Hideki beranjak dari tempat duduknya. Ia meninggalkan piring sarapannya yang masih tersisa setengah. Tidak sarapan semeja dengan ayahnya memang pilihan tepat. Efeknya ternyata lebih buruk dari yang ia bayangkan.
"Hideki! Aku masih bicara denganmu!"
"Aku sudah selesai."
"Kau harus datang ke kantor Reina atau aku akan menyeretmu pulang ke Jerman!"
"Berhenti mengaturku!" Jawab Hideki marah.
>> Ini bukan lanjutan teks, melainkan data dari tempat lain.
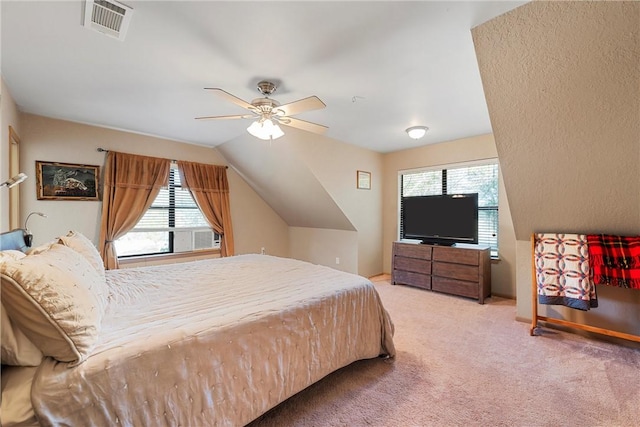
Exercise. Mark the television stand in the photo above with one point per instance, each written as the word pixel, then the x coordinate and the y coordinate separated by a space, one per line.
pixel 463 270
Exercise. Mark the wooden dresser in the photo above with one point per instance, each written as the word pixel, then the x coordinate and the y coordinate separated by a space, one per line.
pixel 458 270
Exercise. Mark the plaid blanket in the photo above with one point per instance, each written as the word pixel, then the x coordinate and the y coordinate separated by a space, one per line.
pixel 614 260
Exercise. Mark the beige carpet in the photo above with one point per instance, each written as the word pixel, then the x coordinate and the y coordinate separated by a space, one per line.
pixel 460 363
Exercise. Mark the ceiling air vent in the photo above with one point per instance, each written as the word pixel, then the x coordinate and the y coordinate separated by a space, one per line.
pixel 108 17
Mata Hideki menatap ayahnya dengan tajam. Ia mulai marah dengan ayahnya yang terus menerus memaksanya. Lima tahun Hideki menurutinya, sampai ia mau mengurus perusahaan. Tapi ayahnya bahkan masih tak memberi kelonggaran.
"Lima tahun aku mengalah. Kau masih sangat egois! Kau masih mencoba mengekangku! Kau bahkan tak memberi ruang untuk kebebasanku meski sedikit." Kata Hideki dingin.
"Apa bebas memberimu kebahagiaan?!"
"Kau pikir hidupku selama ini bahagia?! Aku bahkan lebih memilih mati dibanding menjadi putramu."
"Jaga bicaramu, Hideki!"
Sang ayah menggebrak meja sambil bangkit berdiri dari kursi makannya. Meski ini hal biasa, beberapa pelayan dan dokter Tadashi masih sedikit ketakutan bila melihat perdebatan ayah dan anak ini.
"Kau bahkan mengatur dengan siapa aku akan menikah. Bukankah itu sangat keterlaluan?! Aku tetap akan menikahi Agika."
"Hideki!"
Hideki pergi menghilang sebelum ia berdebat lebih jauh dengan ayahnya. Ia tak peduli dengan ayahnya yang masih memanggilnya. Paginya benar-benar memburuk. Hari ini ia berniat menjemput Agika berangkat kerja tapi moodnya sudah kacau. Ayahnya benar-benar merusak semua rencananya.